MySQL optimizer tends to overestimate "range" plan cost, as discussed at #2, so there are certain chances that "range" cost is estimated higher than "ref" from other indexes. This was what happened in the bug report -- "range" from "i_bc" was estimated higher than "ref" from "i_bd". The biggest problem was "ref" from "i_bc" was excluded as a plan candidate because of the following logic.

https://github.com/mysql/mysql-server/blob/8.0/sql/sql_planner.cc#L585-L586

            if (!table_deps && table->quick_keys.is_set(key) &&  
                table->quick_key_parts[key] > cur_used_keyparts) 
            {
              trace_access_idx.add("chosen", false)
                  .add_alnum("cause", "range_uses_more_keyparts");
              continue;
            }

I believe the plan has to be re-evaluated, because like this case, "ref" for the same index can be more efficient. I think at least adding an optimizer_switch flag to change behavior (not to disable the plan here) would be helpful.

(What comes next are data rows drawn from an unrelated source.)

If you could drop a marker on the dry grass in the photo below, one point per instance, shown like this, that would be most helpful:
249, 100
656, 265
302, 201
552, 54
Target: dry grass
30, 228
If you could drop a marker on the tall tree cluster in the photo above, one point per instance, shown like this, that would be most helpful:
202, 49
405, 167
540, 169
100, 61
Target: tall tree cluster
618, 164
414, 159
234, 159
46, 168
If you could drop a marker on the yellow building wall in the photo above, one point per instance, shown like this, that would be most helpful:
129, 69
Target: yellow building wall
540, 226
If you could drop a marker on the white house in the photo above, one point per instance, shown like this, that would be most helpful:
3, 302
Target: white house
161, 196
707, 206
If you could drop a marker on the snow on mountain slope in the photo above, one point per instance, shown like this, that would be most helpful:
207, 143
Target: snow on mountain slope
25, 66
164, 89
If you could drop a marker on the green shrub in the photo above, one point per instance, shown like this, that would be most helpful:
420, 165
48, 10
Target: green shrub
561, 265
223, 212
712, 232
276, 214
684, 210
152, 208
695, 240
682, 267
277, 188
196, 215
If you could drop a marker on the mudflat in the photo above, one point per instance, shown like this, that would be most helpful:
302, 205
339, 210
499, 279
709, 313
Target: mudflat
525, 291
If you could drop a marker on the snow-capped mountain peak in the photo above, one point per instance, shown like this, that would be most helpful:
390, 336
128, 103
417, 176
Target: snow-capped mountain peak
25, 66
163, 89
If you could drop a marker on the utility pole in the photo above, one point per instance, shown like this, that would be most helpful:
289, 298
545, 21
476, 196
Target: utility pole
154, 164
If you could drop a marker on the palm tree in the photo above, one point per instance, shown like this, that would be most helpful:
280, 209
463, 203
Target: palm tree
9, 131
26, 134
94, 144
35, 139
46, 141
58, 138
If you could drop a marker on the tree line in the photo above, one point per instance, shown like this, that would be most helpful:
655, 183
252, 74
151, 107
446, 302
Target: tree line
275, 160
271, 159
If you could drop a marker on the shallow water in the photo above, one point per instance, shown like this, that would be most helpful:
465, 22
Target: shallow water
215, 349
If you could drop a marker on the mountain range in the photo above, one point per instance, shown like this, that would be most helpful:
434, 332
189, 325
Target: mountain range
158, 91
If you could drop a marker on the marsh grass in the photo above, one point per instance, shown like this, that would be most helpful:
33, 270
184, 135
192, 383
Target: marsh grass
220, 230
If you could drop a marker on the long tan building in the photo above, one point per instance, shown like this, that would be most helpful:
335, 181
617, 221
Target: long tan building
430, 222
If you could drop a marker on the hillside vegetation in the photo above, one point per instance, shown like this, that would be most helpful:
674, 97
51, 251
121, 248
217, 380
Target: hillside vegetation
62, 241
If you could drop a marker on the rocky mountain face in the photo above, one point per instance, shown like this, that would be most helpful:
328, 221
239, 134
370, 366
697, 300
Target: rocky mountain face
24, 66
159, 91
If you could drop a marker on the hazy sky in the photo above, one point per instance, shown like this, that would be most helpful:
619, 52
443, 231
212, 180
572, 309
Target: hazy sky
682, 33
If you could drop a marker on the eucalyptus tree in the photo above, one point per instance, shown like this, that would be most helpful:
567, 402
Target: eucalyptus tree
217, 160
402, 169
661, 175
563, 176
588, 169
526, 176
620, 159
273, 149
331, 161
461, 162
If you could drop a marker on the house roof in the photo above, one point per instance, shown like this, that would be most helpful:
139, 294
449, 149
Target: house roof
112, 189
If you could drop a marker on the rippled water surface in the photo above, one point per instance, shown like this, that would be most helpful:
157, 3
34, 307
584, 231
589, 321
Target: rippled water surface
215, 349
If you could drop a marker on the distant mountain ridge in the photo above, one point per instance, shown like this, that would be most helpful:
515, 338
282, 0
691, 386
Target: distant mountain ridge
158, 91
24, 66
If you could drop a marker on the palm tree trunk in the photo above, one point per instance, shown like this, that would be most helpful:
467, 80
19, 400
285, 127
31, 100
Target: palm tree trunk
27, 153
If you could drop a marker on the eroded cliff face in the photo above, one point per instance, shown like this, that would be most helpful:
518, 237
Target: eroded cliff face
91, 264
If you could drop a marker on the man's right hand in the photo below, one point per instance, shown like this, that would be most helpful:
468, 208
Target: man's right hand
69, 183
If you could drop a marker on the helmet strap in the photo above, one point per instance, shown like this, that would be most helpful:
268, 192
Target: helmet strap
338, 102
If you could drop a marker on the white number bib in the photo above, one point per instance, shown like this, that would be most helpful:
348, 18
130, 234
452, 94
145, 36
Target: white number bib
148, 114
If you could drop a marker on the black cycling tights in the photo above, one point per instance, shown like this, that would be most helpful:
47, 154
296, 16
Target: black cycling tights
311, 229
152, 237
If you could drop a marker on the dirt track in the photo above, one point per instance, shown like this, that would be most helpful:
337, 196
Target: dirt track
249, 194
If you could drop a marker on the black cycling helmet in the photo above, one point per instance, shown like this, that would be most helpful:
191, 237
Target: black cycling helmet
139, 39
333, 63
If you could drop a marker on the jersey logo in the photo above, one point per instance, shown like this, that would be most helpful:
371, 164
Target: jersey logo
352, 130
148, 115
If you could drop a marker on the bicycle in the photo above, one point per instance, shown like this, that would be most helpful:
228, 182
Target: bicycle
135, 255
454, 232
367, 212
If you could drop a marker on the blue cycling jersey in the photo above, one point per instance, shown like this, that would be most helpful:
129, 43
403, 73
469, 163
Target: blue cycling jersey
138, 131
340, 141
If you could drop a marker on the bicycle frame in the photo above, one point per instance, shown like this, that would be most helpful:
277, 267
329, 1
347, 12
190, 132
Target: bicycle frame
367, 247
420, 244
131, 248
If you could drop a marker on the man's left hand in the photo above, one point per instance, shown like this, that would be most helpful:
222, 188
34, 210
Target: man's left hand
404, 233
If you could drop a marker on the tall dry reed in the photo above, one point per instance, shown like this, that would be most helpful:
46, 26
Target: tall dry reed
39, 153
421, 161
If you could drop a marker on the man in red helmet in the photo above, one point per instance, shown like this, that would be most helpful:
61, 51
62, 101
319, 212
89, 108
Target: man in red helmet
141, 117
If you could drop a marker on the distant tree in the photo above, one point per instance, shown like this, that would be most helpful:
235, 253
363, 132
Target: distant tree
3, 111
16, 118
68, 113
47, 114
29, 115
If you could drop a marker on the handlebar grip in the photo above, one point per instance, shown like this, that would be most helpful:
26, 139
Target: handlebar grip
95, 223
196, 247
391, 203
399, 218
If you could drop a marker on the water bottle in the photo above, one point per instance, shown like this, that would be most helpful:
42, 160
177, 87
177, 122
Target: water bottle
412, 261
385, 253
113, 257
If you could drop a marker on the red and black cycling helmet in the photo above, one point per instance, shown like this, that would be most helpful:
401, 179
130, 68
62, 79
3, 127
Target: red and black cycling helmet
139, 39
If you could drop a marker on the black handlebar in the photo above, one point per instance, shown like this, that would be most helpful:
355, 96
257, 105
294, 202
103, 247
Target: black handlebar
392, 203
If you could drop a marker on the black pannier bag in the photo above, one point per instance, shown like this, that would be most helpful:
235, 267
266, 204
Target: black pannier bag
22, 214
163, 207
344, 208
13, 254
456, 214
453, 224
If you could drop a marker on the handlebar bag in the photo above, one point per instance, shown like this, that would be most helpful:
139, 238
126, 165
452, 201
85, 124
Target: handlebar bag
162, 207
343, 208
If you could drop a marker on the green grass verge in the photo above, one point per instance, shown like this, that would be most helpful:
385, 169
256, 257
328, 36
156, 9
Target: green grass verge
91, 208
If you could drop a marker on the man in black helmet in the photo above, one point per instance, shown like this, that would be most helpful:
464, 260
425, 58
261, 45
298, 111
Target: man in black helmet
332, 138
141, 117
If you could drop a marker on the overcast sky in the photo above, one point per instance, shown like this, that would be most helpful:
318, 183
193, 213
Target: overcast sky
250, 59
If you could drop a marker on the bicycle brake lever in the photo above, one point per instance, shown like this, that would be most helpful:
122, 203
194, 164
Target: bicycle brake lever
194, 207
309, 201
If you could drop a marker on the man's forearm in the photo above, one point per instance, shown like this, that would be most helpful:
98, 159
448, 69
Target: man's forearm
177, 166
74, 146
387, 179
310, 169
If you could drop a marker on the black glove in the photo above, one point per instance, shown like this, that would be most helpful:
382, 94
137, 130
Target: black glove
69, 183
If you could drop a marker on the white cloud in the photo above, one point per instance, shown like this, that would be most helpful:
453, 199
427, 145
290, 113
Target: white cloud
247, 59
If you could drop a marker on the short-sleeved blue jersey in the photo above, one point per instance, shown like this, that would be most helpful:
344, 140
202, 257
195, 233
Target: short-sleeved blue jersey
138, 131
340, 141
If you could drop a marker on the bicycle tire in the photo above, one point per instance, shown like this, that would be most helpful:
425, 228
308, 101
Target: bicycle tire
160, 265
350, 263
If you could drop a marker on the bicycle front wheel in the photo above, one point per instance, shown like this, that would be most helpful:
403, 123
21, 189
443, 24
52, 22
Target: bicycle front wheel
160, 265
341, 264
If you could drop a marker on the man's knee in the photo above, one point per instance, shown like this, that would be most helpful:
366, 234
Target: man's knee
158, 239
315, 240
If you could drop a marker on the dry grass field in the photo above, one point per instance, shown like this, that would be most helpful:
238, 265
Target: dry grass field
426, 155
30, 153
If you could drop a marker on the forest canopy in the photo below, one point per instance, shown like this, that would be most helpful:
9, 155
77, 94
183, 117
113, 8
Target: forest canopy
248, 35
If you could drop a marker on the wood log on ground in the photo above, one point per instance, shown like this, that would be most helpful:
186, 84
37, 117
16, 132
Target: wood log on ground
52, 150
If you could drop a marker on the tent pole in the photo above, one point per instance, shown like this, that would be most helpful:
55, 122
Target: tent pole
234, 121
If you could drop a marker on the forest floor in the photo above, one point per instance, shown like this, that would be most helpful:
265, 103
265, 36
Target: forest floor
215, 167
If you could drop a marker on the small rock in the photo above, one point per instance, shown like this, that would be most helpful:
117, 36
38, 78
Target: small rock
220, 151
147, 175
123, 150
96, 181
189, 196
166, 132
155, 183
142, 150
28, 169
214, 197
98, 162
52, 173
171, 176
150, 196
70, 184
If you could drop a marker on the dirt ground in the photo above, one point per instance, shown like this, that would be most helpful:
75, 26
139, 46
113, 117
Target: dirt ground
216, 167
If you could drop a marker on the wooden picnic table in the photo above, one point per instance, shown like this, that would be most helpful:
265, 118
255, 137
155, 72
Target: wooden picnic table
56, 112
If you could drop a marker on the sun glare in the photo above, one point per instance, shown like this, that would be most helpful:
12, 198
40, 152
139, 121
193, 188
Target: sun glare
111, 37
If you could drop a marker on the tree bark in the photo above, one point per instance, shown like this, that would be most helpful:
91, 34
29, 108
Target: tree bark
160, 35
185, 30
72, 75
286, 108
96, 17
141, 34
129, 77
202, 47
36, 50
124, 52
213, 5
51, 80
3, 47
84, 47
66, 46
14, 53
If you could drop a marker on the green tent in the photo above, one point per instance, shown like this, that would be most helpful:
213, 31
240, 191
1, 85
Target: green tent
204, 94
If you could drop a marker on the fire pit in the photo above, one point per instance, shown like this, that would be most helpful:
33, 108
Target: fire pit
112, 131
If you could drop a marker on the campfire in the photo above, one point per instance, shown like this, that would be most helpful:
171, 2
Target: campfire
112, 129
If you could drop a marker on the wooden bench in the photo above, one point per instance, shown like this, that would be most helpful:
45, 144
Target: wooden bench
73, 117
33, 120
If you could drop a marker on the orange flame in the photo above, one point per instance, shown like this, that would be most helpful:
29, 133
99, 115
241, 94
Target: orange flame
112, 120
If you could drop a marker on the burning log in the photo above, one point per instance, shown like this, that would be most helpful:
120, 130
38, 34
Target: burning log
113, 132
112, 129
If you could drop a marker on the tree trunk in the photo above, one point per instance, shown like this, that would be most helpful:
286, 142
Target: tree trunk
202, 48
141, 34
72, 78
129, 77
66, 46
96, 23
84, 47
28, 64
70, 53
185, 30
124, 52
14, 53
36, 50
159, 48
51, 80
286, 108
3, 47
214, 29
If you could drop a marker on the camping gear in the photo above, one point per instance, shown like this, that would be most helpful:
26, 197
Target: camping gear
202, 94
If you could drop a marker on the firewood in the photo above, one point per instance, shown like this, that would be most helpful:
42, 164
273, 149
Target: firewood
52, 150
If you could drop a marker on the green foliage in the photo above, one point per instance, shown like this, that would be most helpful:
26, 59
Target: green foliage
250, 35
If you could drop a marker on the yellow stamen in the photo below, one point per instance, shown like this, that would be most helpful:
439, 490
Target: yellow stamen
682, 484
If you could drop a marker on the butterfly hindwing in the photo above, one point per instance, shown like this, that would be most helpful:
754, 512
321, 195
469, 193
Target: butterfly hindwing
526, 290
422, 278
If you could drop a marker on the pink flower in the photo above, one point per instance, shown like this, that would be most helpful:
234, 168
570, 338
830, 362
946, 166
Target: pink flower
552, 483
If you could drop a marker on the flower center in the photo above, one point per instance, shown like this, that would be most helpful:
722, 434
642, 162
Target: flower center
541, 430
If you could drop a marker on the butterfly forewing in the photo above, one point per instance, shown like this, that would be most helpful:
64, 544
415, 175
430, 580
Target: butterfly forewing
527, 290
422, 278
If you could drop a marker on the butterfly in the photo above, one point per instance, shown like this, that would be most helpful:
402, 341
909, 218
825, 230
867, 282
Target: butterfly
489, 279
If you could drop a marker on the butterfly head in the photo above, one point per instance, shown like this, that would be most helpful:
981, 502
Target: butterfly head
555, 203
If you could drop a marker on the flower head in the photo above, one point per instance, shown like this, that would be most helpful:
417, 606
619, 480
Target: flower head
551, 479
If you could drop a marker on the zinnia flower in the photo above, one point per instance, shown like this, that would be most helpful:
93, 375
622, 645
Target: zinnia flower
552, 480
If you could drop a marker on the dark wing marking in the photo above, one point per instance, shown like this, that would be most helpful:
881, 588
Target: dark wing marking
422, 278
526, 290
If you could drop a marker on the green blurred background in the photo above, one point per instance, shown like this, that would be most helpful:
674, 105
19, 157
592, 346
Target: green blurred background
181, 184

2. Range scan cost is estimated way higher than ref plan

There are multiple places that cause differences, but my understanding is notably:

- Ref plan caps io cost -- "worst seeks": It is either the number of total (estimated) rows of the table / 10, or 3x of the scan_time(), whichever is lower. This is defined in find_worst_seeks() and both numbers are hard coded. Range plan does not cap io cost like that.

- Range plan adds additional cost estimates at Optimize_table_order::best_access_path().
    const double scan_total_cost =
        scan_read_cost +
        cost_model->row_evaluate_cost(prefix_rowcount * rows_after_filtering);
 and scan_read_cost is
        prefix_rowcount * (tab->range_scan()->cost +
                           cost_model->row_evaluate_cost(
                               tab->found_records - *rows_after_filtering));

 So it adds about 10% of the tab->found_records on top off the range scan cost estimates.
 Note that range_scan()->cost already includes 10% of the total estimated rows, at handler::multi_range_read_info_const(). So it's double counting, which looks over estimating to me.

So #2 causes optimizer to pick range scan less likely, and due to #1, if range scan is not chosen, the index is not chosen as ref plan either.